A Polícia Civil abriu um inquérito para investigar as circunstâncias da morte de Marcos, conhecido no mundo do fisiculturismo como Dj Macaully. O atleta estava se preparando para uma competição quando sofreu uma convulsão fatal. Familiares suspeitam que o uso de substâncias, como anabolizantes e medicamentos veterinários como o clenbuterol e atrembola, tenha contribuído para sua morte. Esses produtos foram encontrados na residência de Marcos após o incidente.

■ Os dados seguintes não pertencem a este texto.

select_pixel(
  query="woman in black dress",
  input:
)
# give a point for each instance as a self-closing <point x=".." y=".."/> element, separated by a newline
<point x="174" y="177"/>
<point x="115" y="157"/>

Além disso, a família de Marcos descobriu uma lista de medicações e orientações fornecidas por Bruno Correa, que se apresenta nas redes sociais como especialista em nutrição esportiva. O delegado responsável pelo caso informou que o nutricionista será chamado para prestar esclarecimentos.

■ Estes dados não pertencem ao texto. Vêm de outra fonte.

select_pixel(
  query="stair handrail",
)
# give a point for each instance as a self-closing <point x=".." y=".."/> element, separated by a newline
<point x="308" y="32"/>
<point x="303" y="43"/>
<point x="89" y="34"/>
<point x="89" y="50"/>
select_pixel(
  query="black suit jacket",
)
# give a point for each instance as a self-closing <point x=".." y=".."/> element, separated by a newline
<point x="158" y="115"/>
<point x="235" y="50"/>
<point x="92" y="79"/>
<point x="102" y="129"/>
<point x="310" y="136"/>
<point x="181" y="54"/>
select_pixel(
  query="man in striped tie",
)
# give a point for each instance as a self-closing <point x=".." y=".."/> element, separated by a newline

A defesa de Correa afirmou que ele está à disposição das autoridades e aguarda o fim das investigações para se pronunciar. O CRN-90 destacou que o exercício ilegal da profissão por um nutricionista com registro inativo pode resultar em penalidades tanto administrativas quanto criminais.
Marcos Antônio deixa esposa, um filho de 2 anos e uma enteada de 13 anos. Sua esposa revelou que estava preocupada com a saúde do marido e, inclusive, enviou mensagens alertando sobre os riscos de seus hábitos. Marcos, no entanto, afirmou estar ciente dos perigos e alegou estar sob a supervisão do nutricionista. “Esse é o preço para subir em um campeonato”, teria dito ele à esposa.
A Goiás Fisicoturismo e Fitness, responsável pelo evento em que Marcos estava inscrito, emitiu uma nota de pesar, manifestando solidariedade à família e reforçando a importância de os atletas buscarem acompanhamento profissional qualificado, respeitando os protocolos de segurança para evitar riscos à saúde.